Fitzcarraldo (West Germany, 1982, director: Werner Herzog)
August 4 at 23:00 On the viewpoint of Dome Church Northern Tower
This feverish jungle fantasy brings the divine combo – Werner Herzog and Klaus Kinski – together again. Although Fitzcarraldo is one of the most popular works of Herzog, it is maybe even more famous because of its disastrous production process than the story of the film. Albeit Fitzcarraldo is loosely based on the story of Jose Fermin Fitzcarrald, a real-life rubber baron at the turn of the 19th and 20th century, the history of the rubber era in Peru did not interest Herzog at all. The main topic of the movie is Brian Sweeney Fitzgerald’s love and obsession towards music. The love is so strong that he wants to bring opera to the Amazon jungle. For this purpose, he has to raise money with his rubber business, and for that being possible, with the help of a thousand natives, he has to drag a huge boat over a mountain to create a shortcut for his rubber business. According to Herzog an image like the ship moving across a mountain should give us all courage for moving towards our own dreams.
Junction 48 (Israel, Germany, USA, 2016, director: Udi Aloni)

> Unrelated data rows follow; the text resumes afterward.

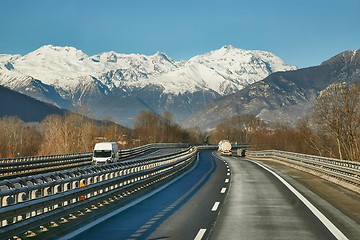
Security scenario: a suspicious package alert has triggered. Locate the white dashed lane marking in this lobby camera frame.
[211,202,220,212]
[194,228,206,240]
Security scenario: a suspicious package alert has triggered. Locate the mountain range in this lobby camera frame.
[0,45,360,130]
[0,86,67,122]
[0,45,296,126]
[185,50,360,130]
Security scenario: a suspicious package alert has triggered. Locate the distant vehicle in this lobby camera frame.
[92,142,119,165]
[237,149,246,157]
[219,140,232,156]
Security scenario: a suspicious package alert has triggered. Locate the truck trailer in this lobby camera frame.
[219,140,232,156]
[92,142,119,165]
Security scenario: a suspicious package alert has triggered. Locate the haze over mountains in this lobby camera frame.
[0,45,296,126]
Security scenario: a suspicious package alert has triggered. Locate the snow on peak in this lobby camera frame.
[0,45,295,95]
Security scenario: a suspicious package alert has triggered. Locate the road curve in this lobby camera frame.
[60,151,227,240]
[210,157,354,239]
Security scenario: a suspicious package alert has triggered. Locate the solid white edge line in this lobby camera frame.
[194,228,206,240]
[254,162,348,239]
[211,202,220,212]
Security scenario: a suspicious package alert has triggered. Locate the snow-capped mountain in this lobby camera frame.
[183,50,360,130]
[0,45,296,125]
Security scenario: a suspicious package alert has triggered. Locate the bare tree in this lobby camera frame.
[314,84,360,161]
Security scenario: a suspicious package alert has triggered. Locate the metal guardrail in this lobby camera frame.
[0,148,197,239]
[247,150,360,187]
[0,143,189,178]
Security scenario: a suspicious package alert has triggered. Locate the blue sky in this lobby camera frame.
[0,0,360,67]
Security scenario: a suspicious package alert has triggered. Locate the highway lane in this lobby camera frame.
[210,157,346,239]
[62,151,228,239]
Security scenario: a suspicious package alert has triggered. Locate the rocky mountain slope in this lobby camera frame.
[0,45,296,126]
[184,50,360,130]
[0,86,66,122]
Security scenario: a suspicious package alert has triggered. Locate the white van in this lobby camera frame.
[92,142,119,165]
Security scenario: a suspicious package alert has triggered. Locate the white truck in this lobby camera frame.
[219,140,232,156]
[92,142,119,165]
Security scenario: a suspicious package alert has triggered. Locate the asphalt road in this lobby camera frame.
[62,151,359,240]
[64,151,227,240]
[211,158,336,239]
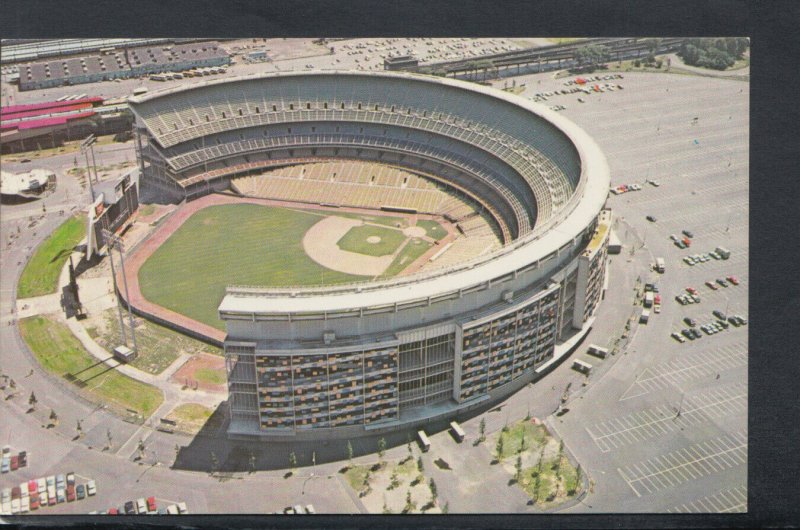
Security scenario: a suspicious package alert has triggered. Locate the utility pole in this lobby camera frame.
[81,134,97,202]
[103,228,139,353]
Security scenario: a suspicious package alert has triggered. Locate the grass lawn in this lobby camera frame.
[139,204,368,330]
[417,219,447,241]
[520,455,581,504]
[381,238,433,278]
[17,215,86,298]
[336,225,406,256]
[344,466,370,491]
[500,420,548,459]
[194,368,226,385]
[19,316,163,418]
[166,403,212,434]
[87,308,222,374]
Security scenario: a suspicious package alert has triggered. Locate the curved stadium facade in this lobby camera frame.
[130,72,610,439]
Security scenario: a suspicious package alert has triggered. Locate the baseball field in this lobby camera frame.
[138,203,444,329]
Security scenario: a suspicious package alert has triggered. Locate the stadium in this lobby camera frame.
[129,72,611,440]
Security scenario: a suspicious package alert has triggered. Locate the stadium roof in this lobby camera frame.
[216,72,610,315]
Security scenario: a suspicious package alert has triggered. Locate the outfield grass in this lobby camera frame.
[381,238,433,278]
[17,215,86,298]
[139,204,368,330]
[19,316,163,418]
[336,225,406,256]
[417,219,447,241]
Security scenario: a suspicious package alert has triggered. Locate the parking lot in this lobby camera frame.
[528,68,749,513]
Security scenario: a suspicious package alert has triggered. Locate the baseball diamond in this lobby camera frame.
[129,71,612,439]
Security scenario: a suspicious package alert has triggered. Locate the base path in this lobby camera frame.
[303,216,394,276]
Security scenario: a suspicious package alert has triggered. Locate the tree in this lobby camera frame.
[378,437,386,464]
[403,490,417,513]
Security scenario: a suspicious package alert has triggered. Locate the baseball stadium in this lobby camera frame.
[126,71,611,440]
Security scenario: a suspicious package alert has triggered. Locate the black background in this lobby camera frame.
[0,0,800,528]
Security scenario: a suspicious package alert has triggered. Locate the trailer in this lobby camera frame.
[572,359,592,374]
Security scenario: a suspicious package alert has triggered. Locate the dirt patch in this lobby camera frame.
[303,216,394,276]
[170,353,228,392]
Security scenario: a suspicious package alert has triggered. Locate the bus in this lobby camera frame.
[450,421,467,443]
[572,359,592,374]
[417,431,431,453]
[587,344,608,359]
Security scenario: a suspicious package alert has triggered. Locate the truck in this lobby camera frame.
[572,359,592,374]
[714,247,731,259]
[586,344,608,359]
[644,292,653,307]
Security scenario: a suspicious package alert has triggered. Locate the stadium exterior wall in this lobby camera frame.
[130,72,611,440]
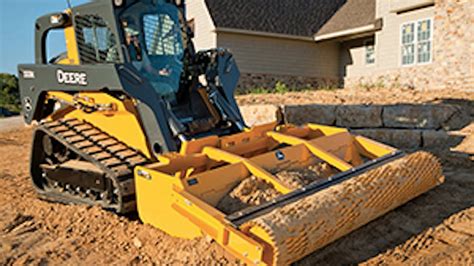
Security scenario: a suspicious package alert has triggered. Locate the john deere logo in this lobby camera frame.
[56,69,87,86]
[275,151,285,161]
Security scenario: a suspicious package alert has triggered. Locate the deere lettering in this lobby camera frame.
[56,69,87,86]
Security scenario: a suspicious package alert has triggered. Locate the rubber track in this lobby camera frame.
[243,152,444,265]
[38,119,148,213]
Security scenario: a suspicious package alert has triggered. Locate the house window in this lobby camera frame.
[401,19,433,66]
[364,40,375,65]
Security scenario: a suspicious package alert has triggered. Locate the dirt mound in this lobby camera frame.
[216,162,335,214]
[216,176,281,214]
[275,162,336,189]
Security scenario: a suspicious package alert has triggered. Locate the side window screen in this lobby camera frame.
[143,14,183,56]
[75,15,118,64]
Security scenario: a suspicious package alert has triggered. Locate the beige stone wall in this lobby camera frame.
[241,104,473,150]
[344,0,474,90]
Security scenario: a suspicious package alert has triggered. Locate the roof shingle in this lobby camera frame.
[205,0,348,37]
[316,0,375,36]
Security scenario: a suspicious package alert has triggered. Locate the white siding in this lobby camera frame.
[341,0,436,77]
[340,38,378,77]
[376,0,436,71]
[217,32,339,78]
[186,0,216,50]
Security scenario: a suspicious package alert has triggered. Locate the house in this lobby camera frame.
[187,0,474,89]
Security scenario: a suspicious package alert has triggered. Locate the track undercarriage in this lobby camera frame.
[31,119,148,213]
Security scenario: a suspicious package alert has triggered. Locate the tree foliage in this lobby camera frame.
[0,73,21,112]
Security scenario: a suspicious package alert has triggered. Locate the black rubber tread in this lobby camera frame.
[37,119,148,213]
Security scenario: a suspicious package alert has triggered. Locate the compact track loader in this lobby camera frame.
[19,0,443,265]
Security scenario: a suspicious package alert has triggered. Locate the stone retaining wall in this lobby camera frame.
[242,104,473,149]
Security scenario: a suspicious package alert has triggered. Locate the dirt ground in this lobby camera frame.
[0,88,474,265]
[237,88,474,106]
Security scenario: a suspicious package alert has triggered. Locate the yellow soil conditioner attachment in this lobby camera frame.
[135,124,444,265]
[18,0,443,265]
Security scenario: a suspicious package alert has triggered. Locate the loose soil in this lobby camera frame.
[0,90,474,265]
[216,162,336,214]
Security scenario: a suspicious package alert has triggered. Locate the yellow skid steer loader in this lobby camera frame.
[19,0,443,265]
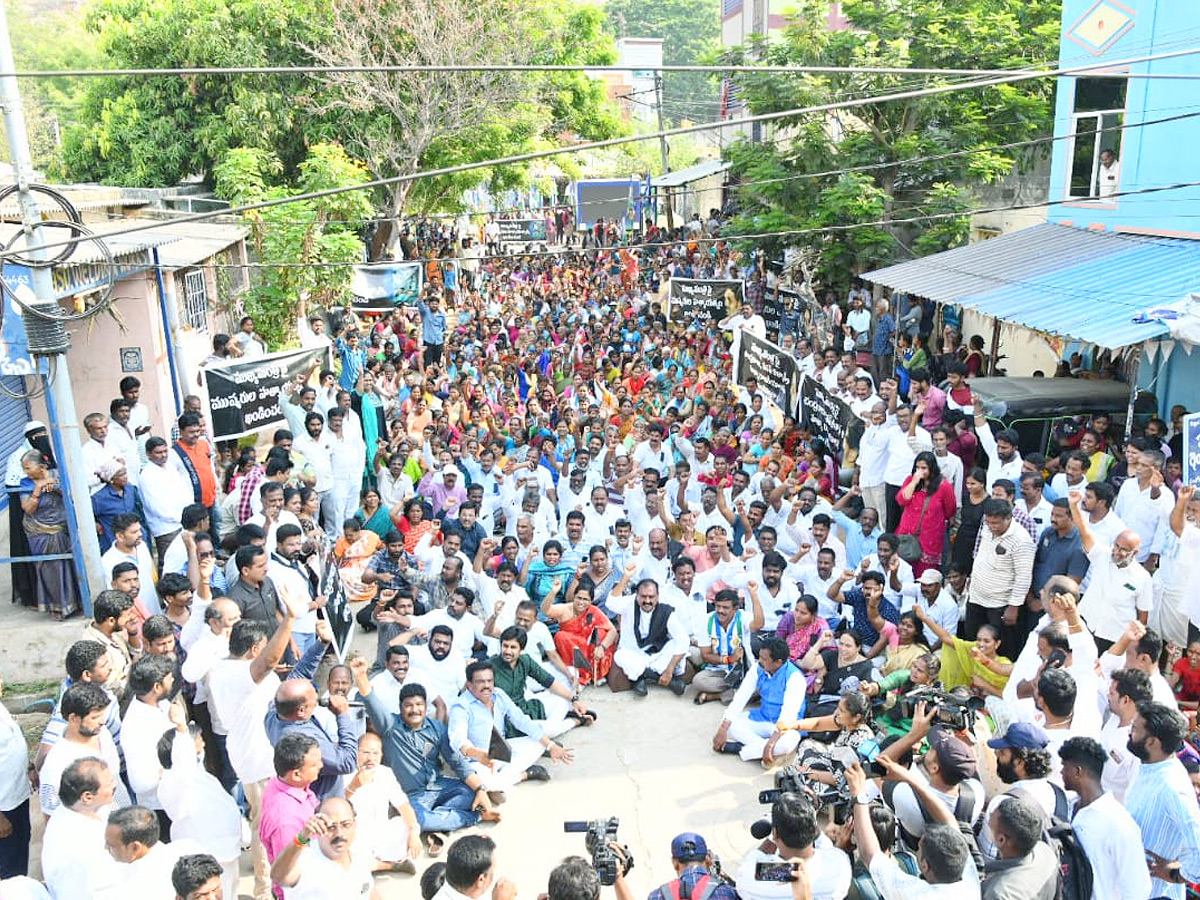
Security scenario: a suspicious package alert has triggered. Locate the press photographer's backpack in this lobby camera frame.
[1009,785,1092,900]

August 4 at 23:59 Town Hall Square
If this classic delirium of the jungle is not for you, then maybe you would like to take a look at the life of a young Palestinian musician Kareem from Lod, an Israeli city near Tel Aviv. After the car accident kills his father and bounds his mother to a wheelchair, he finds comfort in the world of hip-hop. From now on Kareem and his girlfriend Manar start to use their music to fight against the oppression of Israeli society. The role of Kareem is played and inspired by Tamer Nafar, the real life hip hop star from the first Palestinian rap band DAM who’s Arabic language lyrics are largely influenced by the Palestinian-Israeli conflict and the struggle for equal rights for Palestinians. Junction 48 is the love story with the focus on music – the universal language of freedom.

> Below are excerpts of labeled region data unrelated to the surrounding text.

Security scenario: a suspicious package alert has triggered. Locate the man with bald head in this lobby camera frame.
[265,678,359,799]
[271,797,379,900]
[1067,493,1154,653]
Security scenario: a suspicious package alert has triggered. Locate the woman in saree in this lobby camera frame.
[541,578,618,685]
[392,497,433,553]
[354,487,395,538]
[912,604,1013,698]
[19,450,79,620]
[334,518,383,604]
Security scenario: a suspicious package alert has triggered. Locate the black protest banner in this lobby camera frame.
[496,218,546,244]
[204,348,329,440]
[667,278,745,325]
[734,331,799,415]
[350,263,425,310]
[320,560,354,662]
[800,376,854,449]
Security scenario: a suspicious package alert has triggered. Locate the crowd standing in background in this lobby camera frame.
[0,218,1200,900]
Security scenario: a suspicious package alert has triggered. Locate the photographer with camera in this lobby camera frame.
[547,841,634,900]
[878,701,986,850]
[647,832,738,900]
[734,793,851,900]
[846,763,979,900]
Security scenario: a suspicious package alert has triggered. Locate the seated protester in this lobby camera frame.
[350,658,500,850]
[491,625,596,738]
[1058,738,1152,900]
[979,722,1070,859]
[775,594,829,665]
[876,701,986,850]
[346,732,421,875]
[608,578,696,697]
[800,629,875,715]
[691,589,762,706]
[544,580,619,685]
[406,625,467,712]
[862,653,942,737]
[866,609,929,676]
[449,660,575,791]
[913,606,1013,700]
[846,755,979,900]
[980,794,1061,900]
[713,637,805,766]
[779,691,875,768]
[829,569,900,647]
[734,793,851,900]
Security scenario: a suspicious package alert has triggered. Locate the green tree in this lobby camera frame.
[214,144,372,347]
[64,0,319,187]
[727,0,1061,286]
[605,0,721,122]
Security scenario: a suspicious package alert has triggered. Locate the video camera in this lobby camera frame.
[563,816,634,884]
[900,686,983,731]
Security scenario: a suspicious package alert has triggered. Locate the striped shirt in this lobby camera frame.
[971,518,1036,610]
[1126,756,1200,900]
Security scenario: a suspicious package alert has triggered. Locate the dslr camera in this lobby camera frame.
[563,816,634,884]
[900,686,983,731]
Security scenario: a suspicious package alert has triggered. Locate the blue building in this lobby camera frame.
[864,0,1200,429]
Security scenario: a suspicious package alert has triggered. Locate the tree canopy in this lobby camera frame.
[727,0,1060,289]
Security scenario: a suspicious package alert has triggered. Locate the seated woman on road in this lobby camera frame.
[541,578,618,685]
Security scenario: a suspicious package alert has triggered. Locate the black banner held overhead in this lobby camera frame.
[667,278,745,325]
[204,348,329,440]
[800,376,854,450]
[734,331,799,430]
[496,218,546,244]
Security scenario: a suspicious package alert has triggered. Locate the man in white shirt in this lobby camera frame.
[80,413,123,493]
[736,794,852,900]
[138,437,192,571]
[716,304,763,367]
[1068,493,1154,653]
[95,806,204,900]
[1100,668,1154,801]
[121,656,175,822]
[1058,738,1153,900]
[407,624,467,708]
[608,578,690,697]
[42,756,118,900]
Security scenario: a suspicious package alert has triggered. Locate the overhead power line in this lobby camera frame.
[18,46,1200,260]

Don Juan (Sweden, Finland, 2015, director: Jerzy Sladkowski)
August 5 at 19:00 Athena Center
Don Juan’s main storyline sounds almost like a horror tale. Marina, the mother of twenty-two-year-old Oleg thinks that his son is not a real man but just an autistic slacker. He doesn’t listen to the online lectures of the University of Nizhny Novgorod he supposed to listen, he doesn’t have friends nor girlfriend. Oleg’s mother has a certain plan to fix the boy at any cost and subjects him to a series of unconventional treatments. The main problem seems to be that the poor boy doesn’t even care about all the aforementioned problems until the several „helpers“ throughout the movie make it clear that a man can only be unhappy and hopeless if his main aim is not chasing girls. Although the story seems to have a happy ending it’s still quite disturbing with its unintentional message that we are worthless if we are alone.
Bugs (Denmark, Netherlands, France, Germany, 2016, director: Andreas Johnsen)

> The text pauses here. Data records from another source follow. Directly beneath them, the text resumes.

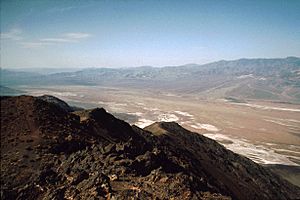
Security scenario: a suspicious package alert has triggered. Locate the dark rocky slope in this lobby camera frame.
[1,96,300,199]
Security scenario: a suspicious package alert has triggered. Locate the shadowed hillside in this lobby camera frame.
[1,96,300,200]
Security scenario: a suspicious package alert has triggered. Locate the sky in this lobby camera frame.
[0,0,300,68]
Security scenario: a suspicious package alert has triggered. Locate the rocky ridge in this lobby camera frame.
[1,96,300,199]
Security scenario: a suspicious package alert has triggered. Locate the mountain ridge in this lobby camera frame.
[1,57,300,103]
[1,96,300,199]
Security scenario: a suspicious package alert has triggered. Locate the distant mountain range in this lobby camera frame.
[1,96,300,200]
[1,57,300,103]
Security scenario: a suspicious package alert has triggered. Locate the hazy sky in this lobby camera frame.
[1,0,300,68]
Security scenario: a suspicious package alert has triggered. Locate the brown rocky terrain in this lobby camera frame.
[1,96,300,199]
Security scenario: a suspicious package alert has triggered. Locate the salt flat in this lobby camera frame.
[22,86,300,165]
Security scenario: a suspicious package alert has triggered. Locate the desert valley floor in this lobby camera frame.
[20,86,300,166]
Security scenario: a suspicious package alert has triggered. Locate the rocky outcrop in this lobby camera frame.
[1,96,300,199]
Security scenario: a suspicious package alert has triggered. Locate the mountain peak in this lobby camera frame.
[1,96,300,199]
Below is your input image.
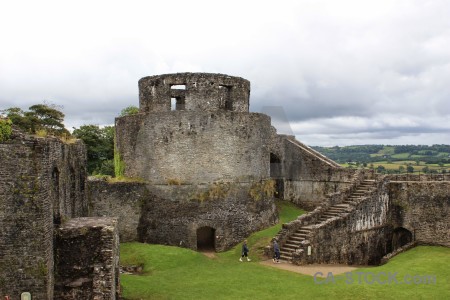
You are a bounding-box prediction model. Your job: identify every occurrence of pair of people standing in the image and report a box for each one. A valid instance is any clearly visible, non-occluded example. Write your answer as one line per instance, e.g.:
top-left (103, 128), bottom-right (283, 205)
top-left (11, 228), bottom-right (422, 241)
top-left (239, 239), bottom-right (280, 263)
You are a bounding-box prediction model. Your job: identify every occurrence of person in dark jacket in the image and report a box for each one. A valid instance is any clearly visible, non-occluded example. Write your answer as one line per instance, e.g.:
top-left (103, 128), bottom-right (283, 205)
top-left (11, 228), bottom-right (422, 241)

August 6 at 19:00 Athena Center
Andreas Johnsen is an extremely curious person, so when his friends at Nordic Food Lab told him about their three-year research project on edible insects, he knew he wanted to make a film about it. And he did, raising several questions about our future food: what we eat, how we produce it, where does the food come from, why do we eat what we eat, could we eat something else that might be better for our planet and healthier for us? Alongside these serious questions, the movie makers travel around the world to find out how the different insects are cooked and how they taste in various places. Must see for all the food lovers!